What makes Reddit's recent acquisition of Natural Language Processing (NLP) startup MeaningCloud an eye-popping deal? MeaningCloud is armed with linguistic analytics and Machine Learning (ML) capabilities which Reddit, a popular user review platform, can use to elevate its services, including its customer safety and advertising efforts. What has NLP in it that turns it into a massive disruptor? To speak lucidly, NLP, a sub-field of Artificial Intelligence (AI) enables computers to interact with human languages, process them and unlock insights from them. Over the years, NLP has evolved considerably to graduate to game-changing technology, unwrapping a new world of possibilities. NLP is the secret sauce of the technology powering Alexa and Siri, the two widely known Virtual Assistants. When search engines decipher your search queries, it's NLP in motion.

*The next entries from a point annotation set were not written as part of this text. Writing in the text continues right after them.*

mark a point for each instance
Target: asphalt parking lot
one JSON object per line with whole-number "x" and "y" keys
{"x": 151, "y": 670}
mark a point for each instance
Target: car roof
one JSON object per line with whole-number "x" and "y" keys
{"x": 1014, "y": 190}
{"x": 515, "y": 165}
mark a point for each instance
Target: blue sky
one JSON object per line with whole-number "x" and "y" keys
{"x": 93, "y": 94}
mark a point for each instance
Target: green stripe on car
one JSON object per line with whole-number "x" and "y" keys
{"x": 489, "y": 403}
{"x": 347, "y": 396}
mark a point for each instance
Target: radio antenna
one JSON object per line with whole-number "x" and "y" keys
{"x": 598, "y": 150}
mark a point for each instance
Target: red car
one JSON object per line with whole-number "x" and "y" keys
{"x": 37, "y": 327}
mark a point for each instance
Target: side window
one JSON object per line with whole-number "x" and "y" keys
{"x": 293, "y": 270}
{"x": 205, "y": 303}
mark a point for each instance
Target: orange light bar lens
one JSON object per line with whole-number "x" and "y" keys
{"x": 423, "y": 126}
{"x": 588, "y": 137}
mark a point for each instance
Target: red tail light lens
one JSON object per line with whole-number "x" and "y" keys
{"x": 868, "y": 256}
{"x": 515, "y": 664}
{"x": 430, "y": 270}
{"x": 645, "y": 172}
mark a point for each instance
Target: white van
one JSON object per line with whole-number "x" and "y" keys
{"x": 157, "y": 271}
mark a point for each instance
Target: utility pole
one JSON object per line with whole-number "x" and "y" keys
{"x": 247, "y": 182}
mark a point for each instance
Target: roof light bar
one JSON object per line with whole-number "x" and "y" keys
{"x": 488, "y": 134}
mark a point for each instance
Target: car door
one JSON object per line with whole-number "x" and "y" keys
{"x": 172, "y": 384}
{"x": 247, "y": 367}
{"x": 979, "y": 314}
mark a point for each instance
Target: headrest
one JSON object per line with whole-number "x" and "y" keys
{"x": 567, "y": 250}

Believe in NLP's Capabilities; It's All Around You
How often has the fat thumb led you to type the wrong text? The autocorrect feature suggests the correct spelling, saving you from embarrassment. Many users might not know that autocorrect uses Natural Language Processing technology. The same NLP powers spell check, and writing tools such as Grammarly, ProWritingAid and WhiteSmoke use this technology to correct users' spelling and grammatical mistakes. In Google Translate, as well as all other alternatives to Google Translation, NLP is used to interpret the terms that users are trying to translate. Think of the ubiquitous spam in your emails! If you think spam isn't a serious problem, chew this- spam accounts for 45 per cent of all emails sent, and about 14.5 billion spam emails are sent every single day. This is why Gmail uses NLP to identify and evaluate the content within each email and filter the spam content from your inbox. Then, there are Smart Home devices like Google Home that can turn on your favourite playlist while you are still attending to some domestic chores. Here, NLP tech in the home devices recognizes your voice commands and performs actions instantly.
The Growing Trends
From drug discovery to data categorization to robotic process automation, natural language processing (NLP) has dozens of applications. One of the most popular applications of NLP is chatbots. Bands leverage chatbots to engage better with customers and exalt customer experience. And for governments, chatbots offer a frictionless citizen experience where citizens can lodge grievances or gain useful info on government schemes, overcoming the hassles associated with in-person visits.
2. Sentiment Analysis
With modern natural language processing techniques, it is now possible to accurately assess sentiment, toxicity, and hot topics of conversation at work. It is arguably essential for leaders who support company culture, engagement, and well-being to track sentiment and toxicity within the organization. In the case of the government-citizen interface, AI-enabled sentiment analysis-based grievance redressal is more visible and trustworthy, unlike regular public redressal procedures that may take days to get heard and resolved.
3. Multilingual NLP
NLP capabilities in languages other than English are becoming increasingly important as companies look to better serve customers in new markets and geographies. However, many NLP vendors only rely on machine translation services like Google Translate to convert non-English data to English before analyzing it. Multilingual models for new languages can be created using cross-lingual embeddings and transfer learning. Expanding NLP models to new languages typically involves annotating completely new data sets for each language, which consumes a great deal of time and resources.
CSM Tech's Brush with NLP
CSM Tech has leveraged NLP technology in some of its solutions, notably Sociomatic, a social listening tool. Sociomatic enables real-time social media response mining of the citizen's posts on social channels like Facebook and Twitter, thus giving a fillip to bipartite government-citizen interface and participatory democracy. The NLP technology embedded in the tool can gauge the mood and sentiment of citizens posting the conversations. The feedback is usually categorized as positive, negative or neutral. We have also implemented an NLP model at Kwantify, our ERP portal. This NLP tool can extract useful information like names, mobile numbers and academic qualifications from candidates' Resumes.
Expect NLP to Grow Fast in The Future
It is still in its infancy, but the NLP market is rapidly expanding. By 2026, MarketsandMarkets estimates that the NLP market will grow at a CAGR of 20.3 per cent (from USD 11.6 billion in 2020 to USD 35.1 billion). Two major trajectories shape the NLP roadmap - the first, is the GPT-3, a language processing tool which uses AI and statistics to predict the next word in a sentence based on the preceding words, and their future cousins. A significant advancement will come in dialogue models, where Google, Meta, and other firms are investing millions of dollars in research and development. The future of NLP is bristling with promises to elevate user experience (UX) and propel transformative business outcomes.